No Ephemerons in Ruby's WeakMap
Let’s say you want to associate a property with an object, but you don’t want
to write to the object directly, maybe for design reasons or logistical reasons
(what if the object is frozen and immutable?) You can use WeakMap
for this,
and the garbage collector is free to collect keys of the map:
object = []
map = ObjectSpace::WeakMap.new
map[object] = [object]
p map.member?(object) # => true
There is an issue with this demo, however. Currently, Ruby’s WeakMap
doesn’t keep the values of the map alive, so the map evicts the pair in the
demo after a garbage collection run, even though the key survives:
object = []
map = ObjectSpace::WeakMap.new
map[object] = [object]
p map.member?(object) # => true
GC.start
p map.member?(object) # => false, as of Ruby 3.4
So, you can have the property, but it may go away when the collector decides to run. A bit unruly, but alright for some situations.
ECMAScript also offers WeakMap
, and they come with ephemerons. I like them
because they sound like mystical creatures. Practically, they deliver a
reliable way to achieve my contrived stated purpose. Nothing in the word “weak”
and “map” indicate that ephemerons are involved, but the spec links to the 1997
paper by Barry Hayes that introduced the mechanism.

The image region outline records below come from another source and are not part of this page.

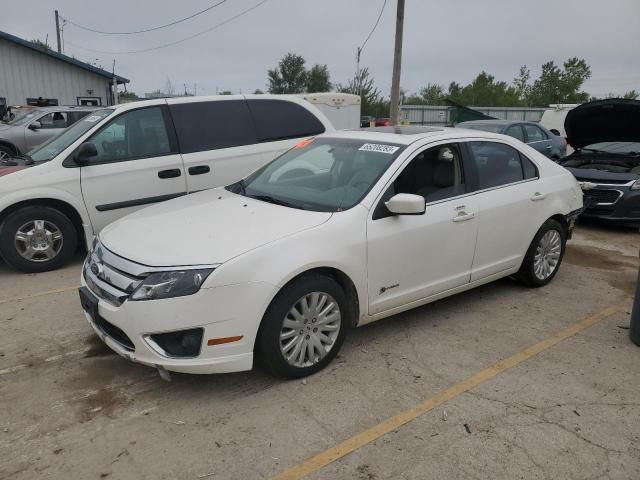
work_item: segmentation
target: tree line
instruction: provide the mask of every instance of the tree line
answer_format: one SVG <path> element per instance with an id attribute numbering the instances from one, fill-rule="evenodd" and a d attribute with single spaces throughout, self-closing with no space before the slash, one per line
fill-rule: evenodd
<path id="1" fill-rule="evenodd" d="M 327 65 L 316 64 L 306 69 L 300 55 L 287 53 L 278 65 L 267 72 L 269 93 L 352 93 L 361 97 L 363 115 L 387 116 L 389 101 L 376 87 L 368 68 L 362 68 L 346 84 L 332 84 Z M 584 103 L 595 100 L 582 87 L 591 78 L 591 67 L 582 58 L 572 57 L 556 65 L 554 61 L 542 65 L 540 76 L 531 78 L 531 70 L 522 65 L 511 82 L 499 81 L 480 72 L 469 84 L 452 81 L 447 87 L 427 83 L 418 92 L 402 92 L 402 103 L 410 105 L 444 105 L 445 100 L 467 106 L 483 107 L 548 107 L 554 103 Z M 609 95 L 613 97 L 614 95 Z M 636 90 L 623 97 L 637 99 Z"/>

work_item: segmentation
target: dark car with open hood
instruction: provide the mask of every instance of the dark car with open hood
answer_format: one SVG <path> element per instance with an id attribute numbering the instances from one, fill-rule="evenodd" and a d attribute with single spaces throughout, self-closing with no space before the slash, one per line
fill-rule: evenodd
<path id="1" fill-rule="evenodd" d="M 640 226 L 640 101 L 585 103 L 564 126 L 575 151 L 559 163 L 582 186 L 583 216 Z"/>

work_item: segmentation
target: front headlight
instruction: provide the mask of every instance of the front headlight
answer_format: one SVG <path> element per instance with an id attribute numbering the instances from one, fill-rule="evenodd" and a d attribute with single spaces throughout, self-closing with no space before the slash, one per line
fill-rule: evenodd
<path id="1" fill-rule="evenodd" d="M 193 295 L 200 290 L 213 270 L 203 268 L 152 273 L 131 294 L 131 300 L 157 300 Z"/>

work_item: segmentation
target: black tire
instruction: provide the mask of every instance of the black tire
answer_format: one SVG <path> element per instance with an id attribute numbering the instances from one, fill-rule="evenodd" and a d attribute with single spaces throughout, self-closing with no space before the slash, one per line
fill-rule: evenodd
<path id="1" fill-rule="evenodd" d="M 15 156 L 15 154 L 16 154 L 15 150 L 12 149 L 11 147 L 7 145 L 0 145 L 0 161 L 8 160 L 8 158 L 6 158 L 6 155 L 8 155 L 9 158 L 12 158 Z"/>
<path id="2" fill-rule="evenodd" d="M 555 265 L 551 274 L 542 279 L 536 275 L 535 272 L 535 255 L 538 245 L 540 244 L 540 240 L 542 237 L 550 231 L 556 231 L 560 235 L 560 257 L 558 258 L 558 262 Z M 564 257 L 564 252 L 567 244 L 567 232 L 566 229 L 556 220 L 549 219 L 542 226 L 540 230 L 536 233 L 535 237 L 531 241 L 531 245 L 529 245 L 529 249 L 527 250 L 527 254 L 522 261 L 522 265 L 520 266 L 520 270 L 516 274 L 516 278 L 527 285 L 528 287 L 538 288 L 547 285 L 558 273 L 560 269 L 560 264 L 562 263 L 562 258 Z"/>
<path id="3" fill-rule="evenodd" d="M 323 292 L 336 301 L 340 309 L 340 328 L 331 349 L 318 362 L 307 367 L 291 365 L 280 347 L 280 332 L 285 317 L 291 308 L 305 295 L 312 292 Z M 352 325 L 354 309 L 348 304 L 346 295 L 340 285 L 332 278 L 323 275 L 305 275 L 285 286 L 269 305 L 258 331 L 256 353 L 260 366 L 269 373 L 284 378 L 306 377 L 322 370 L 338 354 L 344 341 L 347 329 Z M 309 338 L 307 336 L 307 338 Z"/>
<path id="4" fill-rule="evenodd" d="M 32 261 L 17 250 L 15 236 L 25 224 L 44 220 L 53 224 L 62 234 L 58 253 L 50 260 Z M 48 272 L 66 264 L 78 248 L 78 232 L 73 222 L 62 212 L 44 205 L 23 207 L 10 213 L 0 224 L 0 256 L 12 268 L 25 273 Z"/>

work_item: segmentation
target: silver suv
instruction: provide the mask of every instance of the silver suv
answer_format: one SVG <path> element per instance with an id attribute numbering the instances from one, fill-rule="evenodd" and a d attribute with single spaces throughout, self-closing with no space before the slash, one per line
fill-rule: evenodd
<path id="1" fill-rule="evenodd" d="M 0 162 L 28 152 L 98 108 L 60 106 L 20 109 L 12 120 L 0 123 Z"/>

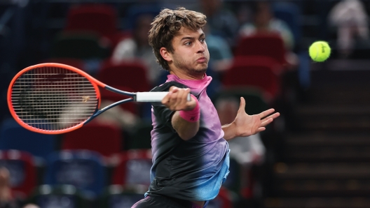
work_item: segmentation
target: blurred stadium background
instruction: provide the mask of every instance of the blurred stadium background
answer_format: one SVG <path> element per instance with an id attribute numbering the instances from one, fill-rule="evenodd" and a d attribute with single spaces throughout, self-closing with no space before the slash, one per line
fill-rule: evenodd
<path id="1" fill-rule="evenodd" d="M 43 62 L 150 90 L 167 74 L 147 44 L 149 23 L 177 6 L 207 16 L 207 93 L 221 122 L 240 96 L 247 113 L 282 114 L 265 132 L 231 143 L 231 172 L 207 207 L 369 207 L 368 0 L 0 0 L 0 167 L 8 170 L 0 169 L 0 189 L 12 193 L 0 207 L 130 207 L 143 198 L 150 105 L 125 104 L 46 135 L 14 121 L 6 93 L 18 71 Z M 308 54 L 318 40 L 332 48 L 323 63 Z"/>

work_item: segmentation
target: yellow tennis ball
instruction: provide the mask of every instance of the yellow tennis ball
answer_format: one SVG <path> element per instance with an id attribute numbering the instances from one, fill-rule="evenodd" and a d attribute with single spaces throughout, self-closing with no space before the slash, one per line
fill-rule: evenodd
<path id="1" fill-rule="evenodd" d="M 329 58 L 331 49 L 327 42 L 316 41 L 310 46 L 308 52 L 313 61 L 321 62 Z"/>

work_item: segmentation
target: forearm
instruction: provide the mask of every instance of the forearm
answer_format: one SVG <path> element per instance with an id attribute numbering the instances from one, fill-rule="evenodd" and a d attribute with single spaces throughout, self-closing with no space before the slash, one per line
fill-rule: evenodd
<path id="1" fill-rule="evenodd" d="M 224 133 L 225 133 L 224 135 L 224 138 L 225 140 L 230 140 L 236 137 L 235 124 L 233 122 L 229 124 L 224 125 L 221 128 L 224 131 Z"/>
<path id="2" fill-rule="evenodd" d="M 199 120 L 189 122 L 181 117 L 179 111 L 177 111 L 172 116 L 172 127 L 184 140 L 189 140 L 193 138 L 199 130 Z"/>

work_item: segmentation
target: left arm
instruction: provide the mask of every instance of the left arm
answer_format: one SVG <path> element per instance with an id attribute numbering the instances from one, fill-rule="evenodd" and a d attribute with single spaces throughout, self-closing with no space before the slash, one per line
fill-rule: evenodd
<path id="1" fill-rule="evenodd" d="M 266 126 L 278 117 L 278 112 L 271 114 L 275 110 L 269 109 L 261 113 L 249 115 L 245 112 L 245 101 L 240 98 L 240 105 L 235 120 L 229 124 L 222 126 L 225 133 L 224 138 L 230 140 L 236 137 L 247 137 L 265 131 Z"/>

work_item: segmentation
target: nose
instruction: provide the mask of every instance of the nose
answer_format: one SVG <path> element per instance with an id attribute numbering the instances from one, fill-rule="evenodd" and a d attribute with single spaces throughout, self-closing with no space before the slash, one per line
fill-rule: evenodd
<path id="1" fill-rule="evenodd" d="M 204 43 L 199 40 L 196 41 L 197 53 L 203 54 L 205 51 L 205 45 Z"/>

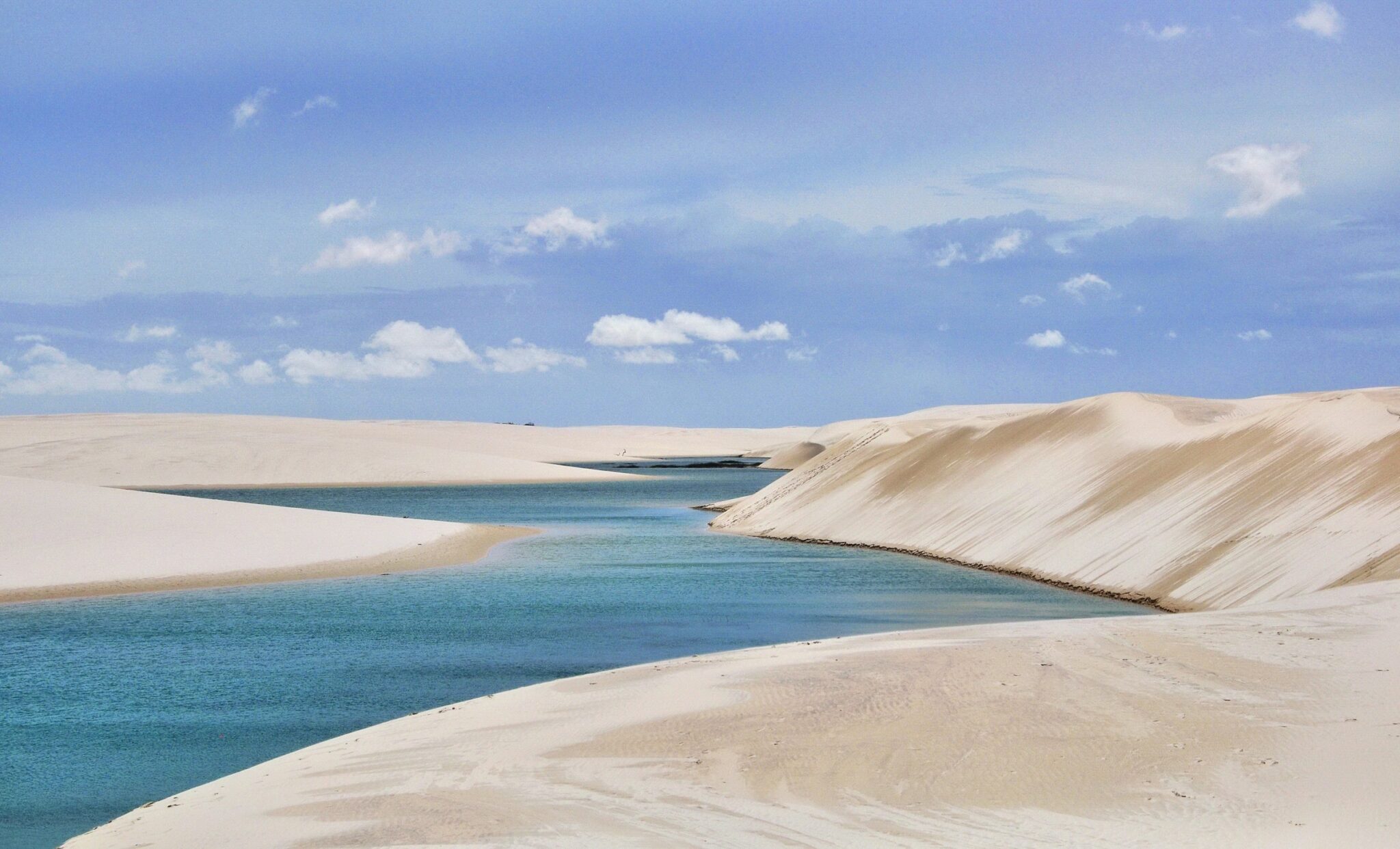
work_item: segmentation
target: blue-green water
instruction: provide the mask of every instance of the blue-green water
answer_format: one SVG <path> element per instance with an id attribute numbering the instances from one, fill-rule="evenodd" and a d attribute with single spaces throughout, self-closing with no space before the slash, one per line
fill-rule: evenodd
<path id="1" fill-rule="evenodd" d="M 547 532 L 461 567 L 0 607 L 0 846 L 55 846 L 294 748 L 561 675 L 900 628 L 1145 612 L 923 558 L 713 534 L 713 514 L 690 504 L 774 474 L 637 471 L 655 479 L 203 492 Z"/>

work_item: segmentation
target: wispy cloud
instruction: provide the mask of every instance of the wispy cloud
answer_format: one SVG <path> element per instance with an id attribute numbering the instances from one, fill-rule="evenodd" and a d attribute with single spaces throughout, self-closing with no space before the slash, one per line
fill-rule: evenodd
<path id="1" fill-rule="evenodd" d="M 122 342 L 146 342 L 148 339 L 171 339 L 179 335 L 179 329 L 175 325 L 132 325 L 125 333 L 118 336 Z"/>
<path id="2" fill-rule="evenodd" d="M 1154 27 L 1147 21 L 1140 21 L 1137 24 L 1124 25 L 1123 32 L 1127 32 L 1128 35 L 1137 35 L 1140 38 L 1149 38 L 1152 41 L 1173 41 L 1190 32 L 1190 28 L 1182 24 L 1165 24 L 1162 27 Z"/>
<path id="3" fill-rule="evenodd" d="M 266 85 L 245 97 L 237 106 L 234 106 L 234 129 L 244 129 L 248 125 L 258 123 L 258 115 L 267 105 L 267 98 L 277 94 L 276 88 L 267 88 Z"/>
<path id="4" fill-rule="evenodd" d="M 356 268 L 358 265 L 399 265 L 407 262 L 416 254 L 447 256 L 461 247 L 462 237 L 452 230 L 438 233 L 428 227 L 416 240 L 393 230 L 379 238 L 357 235 L 347 238 L 339 245 L 330 245 L 322 249 L 316 259 L 302 270 L 321 272 L 333 268 Z"/>
<path id="5" fill-rule="evenodd" d="M 1305 144 L 1242 144 L 1207 160 L 1207 165 L 1243 184 L 1239 200 L 1225 212 L 1231 219 L 1252 219 L 1280 202 L 1303 193 L 1298 161 Z"/>
<path id="6" fill-rule="evenodd" d="M 1323 0 L 1315 0 L 1312 6 L 1298 13 L 1291 22 L 1298 29 L 1330 39 L 1341 38 L 1343 29 L 1347 28 L 1347 21 L 1343 20 L 1337 7 Z"/>
<path id="7" fill-rule="evenodd" d="M 1060 331 L 1030 333 L 1022 345 L 1029 345 L 1030 347 L 1064 347 L 1064 333 Z"/>
<path id="8" fill-rule="evenodd" d="M 977 258 L 977 262 L 990 262 L 993 259 L 1005 259 L 1021 251 L 1026 241 L 1030 240 L 1029 230 L 1008 230 L 998 235 Z"/>
<path id="9" fill-rule="evenodd" d="M 1060 291 L 1079 301 L 1085 303 L 1085 296 L 1089 293 L 1099 293 L 1103 297 L 1113 294 L 1113 284 L 1098 275 L 1079 275 L 1077 277 L 1070 277 L 1060 284 Z M 1022 301 L 1023 303 L 1023 301 Z"/>
<path id="10" fill-rule="evenodd" d="M 316 97 L 301 104 L 301 108 L 293 112 L 291 116 L 301 118 L 302 115 L 314 109 L 337 109 L 337 108 L 340 108 L 340 104 L 336 102 L 336 98 L 330 97 L 329 94 L 318 94 Z"/>
<path id="11" fill-rule="evenodd" d="M 123 262 L 116 269 L 116 276 L 125 280 L 125 279 L 130 277 L 132 275 L 136 275 L 136 273 L 140 273 L 140 272 L 144 272 L 144 270 L 146 270 L 146 261 L 144 259 L 130 259 L 127 262 Z"/>
<path id="12" fill-rule="evenodd" d="M 326 209 L 321 210 L 316 213 L 316 220 L 326 227 L 337 221 L 358 221 L 374 210 L 375 203 L 375 200 L 371 200 L 370 203 L 360 203 L 358 198 L 351 198 L 344 203 L 332 203 Z"/>

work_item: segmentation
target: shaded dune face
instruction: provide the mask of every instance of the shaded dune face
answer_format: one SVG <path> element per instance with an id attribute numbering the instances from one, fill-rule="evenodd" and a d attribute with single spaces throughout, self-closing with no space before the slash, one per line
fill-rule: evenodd
<path id="1" fill-rule="evenodd" d="M 874 423 L 717 530 L 878 545 L 1170 609 L 1400 574 L 1400 392 L 1106 395 Z"/>

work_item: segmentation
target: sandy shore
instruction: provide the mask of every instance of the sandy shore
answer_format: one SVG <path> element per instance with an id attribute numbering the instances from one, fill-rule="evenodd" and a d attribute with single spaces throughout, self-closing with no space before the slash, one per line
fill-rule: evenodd
<path id="1" fill-rule="evenodd" d="M 528 532 L 0 478 L 0 602 L 426 569 Z"/>
<path id="2" fill-rule="evenodd" d="M 108 846 L 1382 846 L 1393 583 L 701 656 L 357 731 Z"/>
<path id="3" fill-rule="evenodd" d="M 739 455 L 811 427 L 525 427 L 223 415 L 0 416 L 0 475 L 137 489 L 623 479 L 561 462 Z"/>
<path id="4" fill-rule="evenodd" d="M 820 451 L 717 527 L 1217 609 L 556 681 L 69 846 L 1396 843 L 1400 391 L 941 408 L 794 441 Z"/>

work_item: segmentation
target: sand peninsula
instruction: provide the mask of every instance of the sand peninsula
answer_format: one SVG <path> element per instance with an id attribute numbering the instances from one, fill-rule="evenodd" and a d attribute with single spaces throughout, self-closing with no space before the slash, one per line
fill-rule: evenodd
<path id="1" fill-rule="evenodd" d="M 447 566 L 529 532 L 125 489 L 627 479 L 559 464 L 616 460 L 623 453 L 738 455 L 809 434 L 809 427 L 6 416 L 0 417 L 0 602 Z"/>
<path id="2" fill-rule="evenodd" d="M 717 528 L 1194 612 L 554 681 L 291 752 L 67 846 L 1400 839 L 1400 389 L 938 408 L 797 443 L 797 468 Z"/>

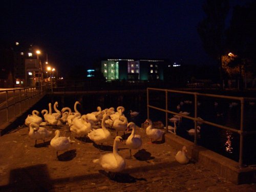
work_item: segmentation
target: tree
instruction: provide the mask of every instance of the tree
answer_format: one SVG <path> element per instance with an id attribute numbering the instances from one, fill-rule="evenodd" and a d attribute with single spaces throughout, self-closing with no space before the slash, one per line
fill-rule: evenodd
<path id="1" fill-rule="evenodd" d="M 234 60 L 226 66 L 229 69 L 233 69 L 233 74 L 235 73 L 234 70 L 236 69 L 235 71 L 239 74 L 238 76 L 239 82 L 242 82 L 244 80 L 245 86 L 246 79 L 252 78 L 256 72 L 255 9 L 255 2 L 250 3 L 244 6 L 235 7 L 230 25 L 227 31 L 228 51 L 238 56 Z M 242 89 L 242 84 L 241 83 L 239 88 Z"/>
<path id="2" fill-rule="evenodd" d="M 226 45 L 225 20 L 229 10 L 228 0 L 207 0 L 203 6 L 206 17 L 199 22 L 197 30 L 206 53 L 216 59 L 222 81 L 221 56 Z"/>

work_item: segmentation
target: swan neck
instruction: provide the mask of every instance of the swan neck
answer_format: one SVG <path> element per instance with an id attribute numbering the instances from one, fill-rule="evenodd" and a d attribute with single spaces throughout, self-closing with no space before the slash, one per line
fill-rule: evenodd
<path id="1" fill-rule="evenodd" d="M 58 109 L 57 109 L 57 106 L 56 105 L 57 104 L 58 104 L 58 103 L 57 102 L 55 102 L 55 103 L 54 103 L 54 105 L 53 105 L 53 108 L 54 108 L 54 111 L 56 113 L 61 113 L 60 111 L 59 111 L 59 110 L 58 110 Z"/>
<path id="2" fill-rule="evenodd" d="M 75 103 L 75 105 L 74 105 L 74 109 L 75 110 L 75 112 L 76 113 L 79 113 L 78 110 L 77 110 L 77 109 L 76 108 L 76 105 L 77 105 L 77 104 L 78 104 L 78 102 L 76 102 Z"/>
<path id="3" fill-rule="evenodd" d="M 52 115 L 52 103 L 49 103 L 49 114 Z"/>

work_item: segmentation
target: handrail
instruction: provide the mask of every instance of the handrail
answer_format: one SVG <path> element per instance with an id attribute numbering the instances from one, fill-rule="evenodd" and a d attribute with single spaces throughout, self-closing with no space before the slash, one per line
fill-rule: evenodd
<path id="1" fill-rule="evenodd" d="M 155 106 L 153 106 L 150 104 L 149 103 L 149 91 L 162 91 L 165 92 L 165 109 L 161 109 Z M 187 115 L 183 115 L 181 114 L 176 113 L 174 111 L 169 111 L 168 109 L 168 93 L 181 93 L 189 95 L 193 95 L 194 96 L 194 102 L 195 102 L 195 115 L 194 117 L 190 117 Z M 240 135 L 240 147 L 239 147 L 239 167 L 242 167 L 243 166 L 243 140 L 244 136 L 245 135 L 249 134 L 256 134 L 256 131 L 249 131 L 245 132 L 244 131 L 244 101 L 245 100 L 248 100 L 251 98 L 245 98 L 245 97 L 235 97 L 231 96 L 225 96 L 225 95 L 214 95 L 210 94 L 205 94 L 205 93 L 200 93 L 197 92 L 190 92 L 187 91 L 178 91 L 178 90 L 166 90 L 166 89 L 156 89 L 156 88 L 147 88 L 146 90 L 147 93 L 147 118 L 150 118 L 150 108 L 154 109 L 157 110 L 159 110 L 165 113 L 165 127 L 166 127 L 166 131 L 168 131 L 168 114 L 172 114 L 174 115 L 178 115 L 182 117 L 189 119 L 194 121 L 195 122 L 195 137 L 194 137 L 194 144 L 196 145 L 197 144 L 197 123 L 198 122 L 202 122 L 205 124 L 207 124 L 218 128 L 222 129 L 228 130 L 233 132 L 237 133 Z M 198 96 L 203 96 L 203 97 L 210 97 L 215 98 L 220 98 L 224 99 L 229 99 L 232 100 L 239 100 L 241 103 L 241 114 L 240 114 L 240 130 L 237 130 L 233 129 L 232 127 L 229 127 L 226 126 L 223 126 L 219 124 L 215 123 L 212 122 L 205 121 L 202 119 L 199 119 L 197 117 L 197 97 Z M 252 98 L 253 100 L 255 98 Z"/>
<path id="2" fill-rule="evenodd" d="M 0 90 L 0 99 L 2 101 L 0 103 L 0 112 L 2 114 L 0 130 L 5 129 L 9 123 L 37 102 L 45 95 L 46 90 L 45 85 Z"/>

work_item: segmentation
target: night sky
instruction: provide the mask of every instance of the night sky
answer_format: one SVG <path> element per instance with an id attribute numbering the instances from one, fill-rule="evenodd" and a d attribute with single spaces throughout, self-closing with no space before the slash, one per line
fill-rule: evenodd
<path id="1" fill-rule="evenodd" d="M 230 7 L 240 2 L 230 1 Z M 5 1 L 1 38 L 38 46 L 42 58 L 47 53 L 62 72 L 76 65 L 91 68 L 104 57 L 214 65 L 197 31 L 205 16 L 204 2 Z"/>

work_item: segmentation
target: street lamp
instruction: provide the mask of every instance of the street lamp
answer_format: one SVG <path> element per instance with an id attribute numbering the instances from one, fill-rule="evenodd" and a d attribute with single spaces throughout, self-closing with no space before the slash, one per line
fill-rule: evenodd
<path id="1" fill-rule="evenodd" d="M 39 62 L 39 63 L 40 65 L 40 82 L 42 82 L 42 64 L 40 62 L 40 61 L 39 59 L 39 55 L 41 54 L 41 51 L 40 50 L 36 50 L 35 52 L 36 53 L 36 55 L 37 55 L 37 60 Z"/>

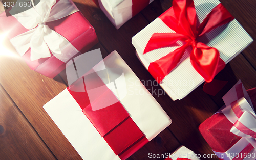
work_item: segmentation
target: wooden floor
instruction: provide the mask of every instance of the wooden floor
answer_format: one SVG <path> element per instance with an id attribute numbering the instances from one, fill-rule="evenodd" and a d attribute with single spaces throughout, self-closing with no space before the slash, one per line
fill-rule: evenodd
<path id="1" fill-rule="evenodd" d="M 155 0 L 118 30 L 92 0 L 74 1 L 95 29 L 99 43 L 92 49 L 100 48 L 104 57 L 117 50 L 140 80 L 153 81 L 137 58 L 131 38 L 171 7 L 172 1 Z M 256 1 L 221 2 L 255 40 Z M 1 6 L 0 12 L 3 11 Z M 81 159 L 42 108 L 67 88 L 65 76 L 60 74 L 51 79 L 31 70 L 9 41 L 6 38 L 2 41 L 2 34 L 1 32 L 0 159 Z M 149 153 L 172 153 L 181 145 L 197 154 L 214 154 L 198 127 L 224 104 L 222 97 L 239 79 L 246 89 L 256 87 L 256 41 L 230 61 L 216 78 L 228 82 L 215 96 L 204 92 L 202 85 L 181 100 L 173 101 L 167 95 L 153 95 L 173 123 L 129 159 L 147 159 Z"/>

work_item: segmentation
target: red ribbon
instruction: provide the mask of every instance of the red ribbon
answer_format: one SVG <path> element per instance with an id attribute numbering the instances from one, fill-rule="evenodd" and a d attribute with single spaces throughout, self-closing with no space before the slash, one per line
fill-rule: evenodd
<path id="1" fill-rule="evenodd" d="M 148 71 L 153 77 L 161 82 L 176 66 L 185 49 L 192 47 L 190 59 L 196 70 L 207 82 L 225 66 L 216 48 L 198 42 L 197 38 L 216 28 L 226 24 L 234 18 L 220 4 L 215 7 L 197 28 L 197 16 L 193 0 L 174 0 L 173 7 L 159 18 L 176 33 L 155 33 L 146 46 L 144 54 L 156 49 L 177 45 L 178 41 L 184 44 L 175 50 L 150 64 Z"/>
<path id="2" fill-rule="evenodd" d="M 98 0 L 93 0 L 98 7 L 100 8 Z M 139 13 L 150 4 L 150 0 L 133 0 L 133 17 Z"/>

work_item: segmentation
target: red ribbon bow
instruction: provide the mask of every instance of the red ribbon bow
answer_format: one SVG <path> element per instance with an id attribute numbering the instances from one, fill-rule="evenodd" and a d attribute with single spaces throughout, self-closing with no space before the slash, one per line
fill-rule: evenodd
<path id="1" fill-rule="evenodd" d="M 220 4 L 209 13 L 197 28 L 197 15 L 193 0 L 174 0 L 173 7 L 159 18 L 176 33 L 155 33 L 146 46 L 144 54 L 156 49 L 175 45 L 178 41 L 184 44 L 160 59 L 150 63 L 148 71 L 161 82 L 180 61 L 185 49 L 191 46 L 191 63 L 196 70 L 207 82 L 225 66 L 220 58 L 219 51 L 206 44 L 198 42 L 197 38 L 213 29 L 232 21 L 234 18 Z"/>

Here’s a program you can run in your browser to get a taste of their semantics:
// Make an object, and log when it becomes garbage
const registry = new FinalizationRegistry((value) => {
console.log(value, "is garbage")
})
let object = []
registry.register(object, "object")
// Put the object into a WeakMap and have the value reference itself
let map = new WeakMap
map.set(object, object)
// Stop referring to the object through the local.
// FireFox collects after a few seconds.
object = undefined
From my admittedly imperfect understanding, they offer a sort of one-way conditional liveness, where in a pair the value is live if the key is. Further, values kept alive solely due to this mechanism cannot “upgrade” their liveness to stay alive forever by way of reference cycles. Implementing ephemerons in practice seems to require discovering them to a fixed-point after the usual object tracing – their special kind of liveness seems to call for tracing under a different mode.